In the bitcoin economy, survivors of the bitcoin winter continue to build financial infrastructure with protocols and entities that aim to remain fully reserved. The permissionless peer-to-peer Lightning Network is fully reserved at all times. Federated sidechains like Liquid are verifiably fully reserved. Federated Chaumian mints will need full reserves to avoid the consequences of today's fractional reserve banks. And lastly, bitcoin and crypto exchanges and custodians are looking for more ways to demonstrate their reserves to their customers in near real-time.

If the USD-based banking system is to compete in a world with bitcoin, Twitter, and FedNow, we need the option to fully reserve demand deposits. We need banks that can hold cash deposits at the Fed and either collect a spread on the interest or charge fees to warehouse their customers' money. The Narrow Bank attempted to establish such a model in the past, which the Fed denied in 2019. Recently, Custodia Bank proposed a similar model to serve bitcoin and crypto companies, which the Fed denied earlier this year.

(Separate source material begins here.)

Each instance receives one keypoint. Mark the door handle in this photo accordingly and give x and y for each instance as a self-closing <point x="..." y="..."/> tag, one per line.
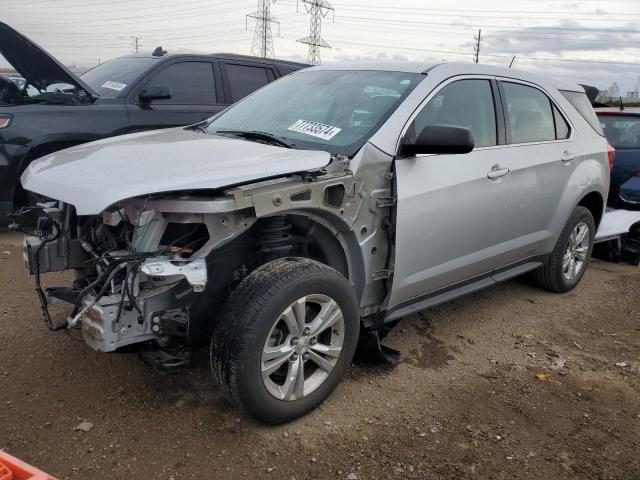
<point x="497" y="172"/>
<point x="567" y="157"/>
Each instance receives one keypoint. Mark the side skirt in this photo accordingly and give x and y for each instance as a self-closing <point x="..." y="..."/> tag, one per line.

Without full reserve deposit accounts, we may experience further consolidation of the banking sector due to additional bank runs on smaller banks and the socialization of depositors' losses to taxpayers every time a fractional reserve bank fails. Neither of these outcomes would help us achieve a more resilient banking system for people simply looking for a place to safekeep their money without lending it out.

In short, times have changed, and our banking system needs to change with the times. We need to allow for banks that offer fully reserved demand deposits. We need to do so without stifling competition or innovation where banks and customers that prefer the risks and returns associated with fractional reserves can continue to exist. We can leave it to the market to design their products and assign a risk premium based on the various models. But we must acknowledge that we need a fully reserved alternative for demand deposits to give depositors this choice. Otherwise, as more and more people realize it's not their money in their accounts, the USD-based banking system will have a hard time competing with the bitcoin-based banking system that is slowly but surely coming to life.